How tankers help to safeguard homes from flooding

Tankers driving down narrow country roads at all hours, pumps running all night in previously quiet villages.

Residents across the region could be forgiven for complaining and asking just what we’re up to.

Those that already know tend to be kinder – the tankers and pumps are unsung heroes carrying out vital work to protect homes from flooding and keep wastewater services running in the face of billions of litres of rainfall.

Since the start of the year more than 1 billion litres of rain has fallen on Hampshire alone and more double that since the beginning of November. The volume is similar for Kent and if Sussex is slightly behind it is because the county is smaller.

The south and south east of England have been lucky to avoid the apocalyptic scenes witnessed in towns along the River Severn and in the north.

Helping to deal with groundwater and other issues

But we have our own problem which is groundwater flooding. The earth only has so much capacity to soak up rain and in places across the region the water table is noW at ground level.

This causes problems for all the flood responders – the Environment Agency which takes the lead on flooding, county councils and Southern Water.

Our role is to keep the sewers running and we support partners such as the Agency when asked.
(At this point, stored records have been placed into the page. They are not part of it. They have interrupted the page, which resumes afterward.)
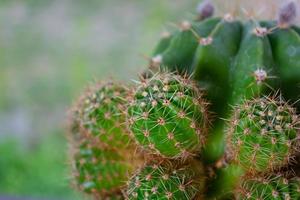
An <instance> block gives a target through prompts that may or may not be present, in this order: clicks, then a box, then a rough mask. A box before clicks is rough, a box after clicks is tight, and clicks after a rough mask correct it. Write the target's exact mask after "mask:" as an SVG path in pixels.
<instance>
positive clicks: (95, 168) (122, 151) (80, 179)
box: [69, 82, 142, 199]
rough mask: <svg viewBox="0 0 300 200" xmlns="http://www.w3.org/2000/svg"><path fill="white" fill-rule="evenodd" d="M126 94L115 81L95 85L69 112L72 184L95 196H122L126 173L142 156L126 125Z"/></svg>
mask: <svg viewBox="0 0 300 200" xmlns="http://www.w3.org/2000/svg"><path fill="white" fill-rule="evenodd" d="M125 95H126V90H125V89H124V87H122V86H119V85H118V84H117V83H113V82H107V83H101V84H96V85H95V86H94V87H92V88H91V87H90V88H88V89H87V90H86V91H85V93H84V95H83V96H81V97H80V98H79V100H78V102H77V103H76V104H75V105H74V107H73V109H72V111H71V115H70V124H69V129H70V130H69V132H70V134H69V139H70V143H71V159H72V161H71V163H72V168H73V171H74V174H75V181H74V182H75V183H74V184H75V185H76V187H77V188H79V189H80V190H81V191H84V192H86V193H90V194H92V195H93V196H94V197H95V198H96V199H97V198H100V196H101V197H107V198H108V197H109V198H113V199H121V197H122V195H121V189H122V187H124V185H125V182H126V181H127V180H128V174H130V173H131V172H132V170H134V168H135V166H138V165H139V163H140V161H141V159H142V158H141V157H140V155H139V154H137V153H135V146H133V145H132V144H131V143H130V139H129V135H128V134H127V131H126V128H125V124H124V122H125V115H124V112H122V110H124V107H123V106H124V102H125ZM133 158H134V159H133Z"/></svg>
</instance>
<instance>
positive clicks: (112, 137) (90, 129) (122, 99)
mask: <svg viewBox="0 0 300 200" xmlns="http://www.w3.org/2000/svg"><path fill="white" fill-rule="evenodd" d="M125 94H126V91H125V89H124V88H123V87H122V86H119V85H118V84H117V83H112V82H108V83H105V84H98V85H96V86H94V88H91V89H88V91H87V92H86V94H85V96H84V97H83V99H82V100H83V102H81V104H82V105H81V108H78V109H79V112H80V113H81V115H80V123H81V126H82V128H83V130H82V131H83V132H86V133H87V134H91V135H93V136H95V139H98V140H99V141H101V142H102V143H103V145H107V146H109V147H110V148H112V147H115V148H126V146H127V145H128V143H129V137H128V135H127V134H126V127H125V124H124V122H125V115H123V113H122V112H124V111H123V110H124V107H123V103H124V98H125Z"/></svg>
High groundwater leads to water being forced into the sewer network overloading it. Silt and debris can also build up making the sewers less effective. Our sewers were never designed to cope with this and nor should they be.

To manage this, tankers provided by our delivery partner MTS pump stormwater from the network and transport it direct to treatment sites. In really difficult areas – with the approval of the Environment Agency – highly dilute and partially treated wastewater is pumped directly into swollen water courses.

“It’s been one busy winter. We’re sorry about the noise and disruption the tankers cause but I am very proud of my staff,” says Steve Gilson, managing director of MTS, “We have 200 staff in the field right now managed by 40 in the office. We’ve had to bring in a further 60-80 teams from our network to help during the busiest phases.”

The teams do not just drive the tankers but must get out and supervise the pumping – whatever the weather.

And shifts are long. “A team can spend up to six days away from home living out of trucks with the correct facilities. With breaks and rest periods a team can operate for 24 hours at a time. The office team play a key role here in ensuring safety and driver welfare,” says Gilson.

Gilson’s teams are generally a cheerful lot – and they need a sense of humour to cope. “Sadly, people who don’t understand their homes are being saved can become irate about noise and traffic. Over the years some have been assaulted and probably every single one has been abused. It’s very sad but we try not to blame the angry local – they clearly don’t understand,” he says.

Plenty of people do understand though. “Over Christmas, two teams ended up stuck in small Kent village preventing a group of houses being flooded. They were brought Christmas dinner by householders. And in North Hampshire where a number of villages are at risk everyone from the Parish Council to people in the street have been supporting them,” he adds.